Since its devaluation in August 2015, the yuan has depreciated 6.9% against the dollar. After losing about $800 billion of its foreign reserves, China has managed recently to slow capital flight. But the stability came “at the cost of delaying reforms,” said Hung Tran, executive managing director at the Institute of International Finance. To sustain growth, China has postponed overhauls of its state-owned enterprises, many of which are plagued by overcapacity and bad debt. Private fixed-asset investment in June and July registered back-to-back monthly declines from year-earlier levels, the first time that happened since at least 2012. The country’s total debt has climbed to 298% of its gross domestic product from 274% a year ago. A net $55 billion left China in July, according to Goldman Sachs Group Inc., compared with an estimated $49 billion the previous month.

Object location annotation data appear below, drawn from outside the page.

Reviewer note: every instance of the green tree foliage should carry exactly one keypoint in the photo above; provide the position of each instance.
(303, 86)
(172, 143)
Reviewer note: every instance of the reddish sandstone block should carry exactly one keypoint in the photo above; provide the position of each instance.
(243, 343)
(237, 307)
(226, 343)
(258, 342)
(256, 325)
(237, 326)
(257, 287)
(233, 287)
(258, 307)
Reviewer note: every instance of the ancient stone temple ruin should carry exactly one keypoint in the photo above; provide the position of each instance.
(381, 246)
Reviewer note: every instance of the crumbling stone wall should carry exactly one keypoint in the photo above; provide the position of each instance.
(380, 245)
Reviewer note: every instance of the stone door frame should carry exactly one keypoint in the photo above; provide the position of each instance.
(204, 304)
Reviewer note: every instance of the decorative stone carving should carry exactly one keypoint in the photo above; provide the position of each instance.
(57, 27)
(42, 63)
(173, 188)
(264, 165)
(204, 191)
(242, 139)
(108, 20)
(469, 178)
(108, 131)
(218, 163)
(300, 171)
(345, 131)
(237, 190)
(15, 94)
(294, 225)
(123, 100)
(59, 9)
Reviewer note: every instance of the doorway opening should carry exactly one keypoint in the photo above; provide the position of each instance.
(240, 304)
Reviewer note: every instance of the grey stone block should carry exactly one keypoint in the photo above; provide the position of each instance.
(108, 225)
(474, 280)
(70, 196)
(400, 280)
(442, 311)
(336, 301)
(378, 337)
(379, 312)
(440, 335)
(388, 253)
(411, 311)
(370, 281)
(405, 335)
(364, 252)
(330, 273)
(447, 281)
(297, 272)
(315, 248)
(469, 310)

More: Chinese robot makers are heading towards a debt-filled crisis. Growth in demand for industrial robots in China fell by more than 2/3 to 17% in 2015 and yet more than 40 robotics parks have sprouted throughout the country in the last 2 years. Earlier this year, a robot monk that can chant religious mantras, move via voice command and hold a simple conversation was installed in a Buddhist temple near Beijing.
Unfun bonuses: Good piece by Spengler on foreign policy. As for domestic policy, we’re amused by the huffy, self-described constitutional conservatives who blather on about “limited government” when government is spending $7 trillion a year, and putting out over a million pages of regulations per decade, including these lovely contributions to limited government. Great job, guys!